Another form of the present technique is the provision of a compiler to identify places with a program in which load-and-clean program instructions can usefully be employed. Compilers typically already track data value usage within program code for reasons other than associated with write-back from cache memories. Given that a compiler can relatively readily identify the last use of a data value within a program, then the compiler when generating a load instruction can determine if that load instruction is the last use of the data value concerned, and accordingly generate a load-and-clean instruction while otherwise generating a "normal" load instruction if the load is not the last use of the data value concerned.
Figure 1 schematically illustrates a data processing system 2 including a processor 4, in the form of a graphics processing unit, a write-back data cache 6, an instruction cache 8 and a main memory 10. The main memory 10 in this example stores a stack memory region 12 having a stack pointer SP indicating the memory address at which data values are to be added to the stack memory region or removed from the stack memory region. There is a stack pointer growth direction associated with the stack memory region 12 and this may be either ascending or descending depending upon the system concerned and/or the configuration of that system.
The processor 4 fetches instructions from the instruction cache 8 to an instruction pipeline 14. When the instructions reach a decode stage, then they are decoded by an instruction decoder 16 which generates control signals which control processing performed by a variety of processing pipelines 18, 20, 22 that include a load/store pipeline 24. The load/store pipeline 24 is responsible for handling memory access instructions including both load-and-clean instructions and standard load instructions.
The write-back data cache 6 includes a plurality of cache lines 26 which each store a plurality of portions of data, e.g. the write-back data cache 6 may support access granularity down to byte accesses and include per-byte dirty bits as well as a per-line valid bit.
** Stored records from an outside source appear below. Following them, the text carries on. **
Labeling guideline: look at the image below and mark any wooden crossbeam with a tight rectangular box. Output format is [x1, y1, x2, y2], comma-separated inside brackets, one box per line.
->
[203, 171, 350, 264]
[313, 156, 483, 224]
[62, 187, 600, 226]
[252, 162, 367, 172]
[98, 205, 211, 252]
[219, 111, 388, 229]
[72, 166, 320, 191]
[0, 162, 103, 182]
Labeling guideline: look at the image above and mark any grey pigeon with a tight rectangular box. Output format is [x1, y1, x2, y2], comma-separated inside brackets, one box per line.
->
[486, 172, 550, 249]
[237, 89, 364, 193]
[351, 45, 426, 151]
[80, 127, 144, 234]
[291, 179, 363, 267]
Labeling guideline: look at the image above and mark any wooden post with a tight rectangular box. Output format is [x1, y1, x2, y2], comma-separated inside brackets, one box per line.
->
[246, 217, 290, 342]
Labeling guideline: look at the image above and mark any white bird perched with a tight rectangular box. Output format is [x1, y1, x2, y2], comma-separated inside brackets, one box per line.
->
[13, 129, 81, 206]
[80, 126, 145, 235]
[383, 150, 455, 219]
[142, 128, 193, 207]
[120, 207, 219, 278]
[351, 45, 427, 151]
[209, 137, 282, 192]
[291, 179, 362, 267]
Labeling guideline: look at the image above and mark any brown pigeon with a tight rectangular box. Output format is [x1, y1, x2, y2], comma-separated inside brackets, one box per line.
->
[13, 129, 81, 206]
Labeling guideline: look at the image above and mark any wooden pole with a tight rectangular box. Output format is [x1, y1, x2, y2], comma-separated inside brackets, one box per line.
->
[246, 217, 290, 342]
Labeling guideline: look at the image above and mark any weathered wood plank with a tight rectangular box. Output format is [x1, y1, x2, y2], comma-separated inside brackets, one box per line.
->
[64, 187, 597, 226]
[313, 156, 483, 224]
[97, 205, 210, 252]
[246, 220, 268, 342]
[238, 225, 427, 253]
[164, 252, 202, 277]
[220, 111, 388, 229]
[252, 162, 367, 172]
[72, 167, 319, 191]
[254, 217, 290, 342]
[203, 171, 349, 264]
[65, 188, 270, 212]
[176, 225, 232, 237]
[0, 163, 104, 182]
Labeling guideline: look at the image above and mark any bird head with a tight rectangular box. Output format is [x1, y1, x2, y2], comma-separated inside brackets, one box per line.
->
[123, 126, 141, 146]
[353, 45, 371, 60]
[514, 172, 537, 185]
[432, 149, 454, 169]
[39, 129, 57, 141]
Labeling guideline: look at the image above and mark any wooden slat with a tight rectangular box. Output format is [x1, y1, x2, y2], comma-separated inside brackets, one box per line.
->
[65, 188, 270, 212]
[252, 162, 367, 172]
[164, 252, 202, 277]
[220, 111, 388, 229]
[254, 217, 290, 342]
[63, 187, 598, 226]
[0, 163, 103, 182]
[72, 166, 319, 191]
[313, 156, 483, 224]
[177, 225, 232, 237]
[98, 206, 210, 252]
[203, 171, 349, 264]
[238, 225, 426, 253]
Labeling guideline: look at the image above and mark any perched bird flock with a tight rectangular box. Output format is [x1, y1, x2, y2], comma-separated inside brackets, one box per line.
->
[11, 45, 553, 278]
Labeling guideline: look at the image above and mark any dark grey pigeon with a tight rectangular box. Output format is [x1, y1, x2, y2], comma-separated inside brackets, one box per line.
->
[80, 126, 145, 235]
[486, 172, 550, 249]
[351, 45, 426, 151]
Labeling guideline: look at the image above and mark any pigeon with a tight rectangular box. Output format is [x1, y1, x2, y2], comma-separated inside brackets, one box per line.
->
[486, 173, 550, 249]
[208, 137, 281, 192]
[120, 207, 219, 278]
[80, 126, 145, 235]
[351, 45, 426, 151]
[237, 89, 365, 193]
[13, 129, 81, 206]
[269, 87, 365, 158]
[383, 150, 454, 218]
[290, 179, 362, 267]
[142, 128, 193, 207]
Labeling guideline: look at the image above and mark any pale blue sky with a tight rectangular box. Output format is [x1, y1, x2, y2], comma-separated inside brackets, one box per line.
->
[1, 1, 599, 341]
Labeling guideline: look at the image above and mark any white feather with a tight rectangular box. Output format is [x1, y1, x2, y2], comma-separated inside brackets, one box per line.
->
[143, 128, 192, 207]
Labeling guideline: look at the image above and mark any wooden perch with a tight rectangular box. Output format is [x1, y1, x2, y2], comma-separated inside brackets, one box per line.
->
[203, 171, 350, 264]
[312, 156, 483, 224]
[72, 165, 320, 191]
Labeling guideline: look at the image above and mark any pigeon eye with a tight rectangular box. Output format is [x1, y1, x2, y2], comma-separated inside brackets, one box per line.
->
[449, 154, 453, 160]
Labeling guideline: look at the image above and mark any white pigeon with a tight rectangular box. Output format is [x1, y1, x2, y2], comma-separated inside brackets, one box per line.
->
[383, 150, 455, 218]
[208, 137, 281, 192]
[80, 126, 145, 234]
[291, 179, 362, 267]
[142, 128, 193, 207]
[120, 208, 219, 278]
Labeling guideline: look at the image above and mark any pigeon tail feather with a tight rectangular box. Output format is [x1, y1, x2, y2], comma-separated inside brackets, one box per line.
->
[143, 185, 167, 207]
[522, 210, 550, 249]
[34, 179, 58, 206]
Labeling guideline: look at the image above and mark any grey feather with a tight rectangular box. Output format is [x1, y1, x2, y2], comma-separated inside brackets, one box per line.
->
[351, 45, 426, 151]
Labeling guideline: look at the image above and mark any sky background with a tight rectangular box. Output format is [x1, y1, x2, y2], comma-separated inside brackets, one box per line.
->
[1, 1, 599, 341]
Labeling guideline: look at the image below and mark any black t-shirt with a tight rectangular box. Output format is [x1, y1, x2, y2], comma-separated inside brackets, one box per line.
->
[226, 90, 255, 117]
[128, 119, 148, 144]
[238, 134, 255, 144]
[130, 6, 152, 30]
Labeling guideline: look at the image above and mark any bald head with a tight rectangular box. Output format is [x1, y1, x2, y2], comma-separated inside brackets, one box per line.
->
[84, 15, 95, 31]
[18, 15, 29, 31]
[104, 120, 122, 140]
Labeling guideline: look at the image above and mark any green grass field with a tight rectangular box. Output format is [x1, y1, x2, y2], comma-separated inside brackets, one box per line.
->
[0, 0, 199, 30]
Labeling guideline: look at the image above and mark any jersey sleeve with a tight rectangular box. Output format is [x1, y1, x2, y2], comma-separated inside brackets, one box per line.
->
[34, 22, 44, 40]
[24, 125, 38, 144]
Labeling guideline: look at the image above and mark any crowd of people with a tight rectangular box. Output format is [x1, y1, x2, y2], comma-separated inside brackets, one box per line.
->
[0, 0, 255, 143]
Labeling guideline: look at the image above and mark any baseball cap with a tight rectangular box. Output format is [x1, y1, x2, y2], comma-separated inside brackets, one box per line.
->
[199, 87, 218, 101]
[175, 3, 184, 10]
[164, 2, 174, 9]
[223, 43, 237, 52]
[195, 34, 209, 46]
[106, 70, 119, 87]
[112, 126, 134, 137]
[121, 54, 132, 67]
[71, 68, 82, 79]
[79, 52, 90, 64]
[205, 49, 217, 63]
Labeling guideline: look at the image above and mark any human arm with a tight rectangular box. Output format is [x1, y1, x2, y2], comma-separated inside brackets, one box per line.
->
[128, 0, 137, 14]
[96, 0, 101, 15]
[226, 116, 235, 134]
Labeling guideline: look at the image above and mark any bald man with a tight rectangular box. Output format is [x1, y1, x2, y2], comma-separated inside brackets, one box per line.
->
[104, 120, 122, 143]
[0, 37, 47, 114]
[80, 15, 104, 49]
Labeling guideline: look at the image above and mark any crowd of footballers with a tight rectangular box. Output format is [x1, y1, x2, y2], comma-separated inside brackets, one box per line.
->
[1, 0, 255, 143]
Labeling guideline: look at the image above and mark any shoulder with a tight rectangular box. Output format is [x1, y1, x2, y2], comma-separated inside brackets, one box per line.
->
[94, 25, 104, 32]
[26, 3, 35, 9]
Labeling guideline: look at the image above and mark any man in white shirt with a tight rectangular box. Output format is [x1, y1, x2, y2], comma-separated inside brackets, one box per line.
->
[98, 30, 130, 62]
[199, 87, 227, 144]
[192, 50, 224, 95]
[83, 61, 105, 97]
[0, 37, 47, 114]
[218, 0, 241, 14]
Eviction circuitry 28 within the write-back data cache serves to control cache line eviction using one of a variety of different eviction algorithms, such as least-recently-used, round-robin, random etc. Figure 2 schematically illustrates load processing at the write-back cache 6. At step 30 processing waits until a load instruction is received. Step 32 then determines whether or not the load instruction hits within the write-back cache data 6. If there is no hit, the step 34 serves to fetch the data from the memory 10 into the write-back data cache 6. Either following the fetch at step 34 or if there is a hit, processing proceeds to step 36 where the write-back data cache 6 determines whether or not the load instruction it has received is a load-and-clean instruction. If the instruction is not a load-and-clean instruction, then step 38 serves to load the target data to the processor 4. If the load instruction is a load-and-clean instruction, then step 40 serves to load the target data to the processor 4 and change to clean any dirty flags for at least the target data within the target cache line where the hit occurred. As will be described below, there are various alternatives in the way in which either the particular target portion of a cache line may be marked as clean or a more extended region of the target cache line.
Figure 3 schematically illustrates a cache line 26 storing data values with different portions of the cache line, each having an associated dirty flag. If the dirty flag has a value of "1", then in this example embodiment this indicates that the corresponding portion of data within the target cache line is dirty (e.g. has been changed since it was fetched into the cache line and not yet written out to main memory). Conversely, if the dirty flag value for a portion is "0", then this indicates that the data value of that portion is consistent with the corresponding data value in the memory 10. The cache line 26 illustrated in Figure 3 is then subject to a load-and-clean instruction reading a target portion of the cache line 26 corresponding to the data values EEFFGGI11-1. The dirty flags for the four bytes which form this target portion were all previously set and the load-and-clean instruction serves to reset these as indicated in the bottom of Figure 3. It will be appreciated that if any of the dirty flags for the target portion was not set, then it would be unchanged by the action of the loadand-clean instruction. Furthermore, it will be appreciated that the particular values that the flag has to indicate dirty status or clean status could be switched or the dirty status could be represented by a flag having a different form.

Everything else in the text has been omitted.